Enjoy a D-Day Normandy Beaches Private Tour that will deepen your history knowledge around this important historical event that marks the commonly known D-Day. On June 6, 1944, the Allied forces landed on the sandy beaches of Normandy marking the beginning of the liberation of the german-occupied France and the end of WWII, hence the use of the"D" which stands for "departure", "decision".
Your private english-speaking driver will pick you up in your hotel in Paris and take you to the Coast of Normandy where nature and breathtaking landscapes, bring historical moments to life. Normandy was in fact an ideal strategic place for the landing. In fact, since currents and meteorological factors were perfect for such a big operation, soldiers from different nations could easily land by sea and air on a number of beaches along the Normandy coastline and the steep cliffs at pointe du Hoc.
Visit the landing beaches one by one starting at Courseulles Sur Mer and Croix Lorraine where more than 14,000 Canadian soldiers stormed its 8-kilometre stretch. Later, at Croix sur Lorraine, you will be able to visit the de Gaulle’s memorial in a beautiful park by the sea.
Continue to Arromanches which is renowned for its artificial “Mulberry” harbour, known as “Port Winston”. Its remains are both impressive and moving and a reminder of the remarkable technical feat of taking 600,000 tonnes of concrete and equipment across the Channel in wartime to serve as a base for Allied troops. If you wish, visit the Arromanches 360 circular cinema.
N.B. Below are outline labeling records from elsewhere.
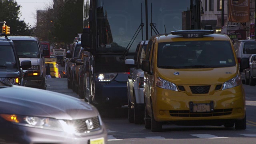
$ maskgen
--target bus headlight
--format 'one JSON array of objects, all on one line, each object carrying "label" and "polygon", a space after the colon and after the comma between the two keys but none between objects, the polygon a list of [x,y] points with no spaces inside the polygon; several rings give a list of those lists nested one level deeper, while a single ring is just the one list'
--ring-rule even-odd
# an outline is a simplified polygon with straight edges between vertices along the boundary
[{"label": "bus headlight", "polygon": [[113,80],[117,73],[101,73],[96,74],[96,80],[99,82],[107,82]]},{"label": "bus headlight", "polygon": [[222,90],[232,88],[242,84],[241,77],[238,74],[223,84]]}]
You can also stop by the US Cemetary at Colleville Sur Mer located on a bluff overlooking Omaha Beach and the English Channel. It covers 172 acres (70 ha), and contains the remains of 9,387 American military men, most of whom were killed in Normandy. Finish the Normandy Beaches Private Tour reaching the Pointe Du Hoc, a clifftop location situated between Utah Beach to the west and Omaha Beach to the east, and stands on 30m tall cliffs overlooking the sea. You can also visit the German cemetery whose dark gravestones are a stark contrast to the all-white tombstones of the American cemetery.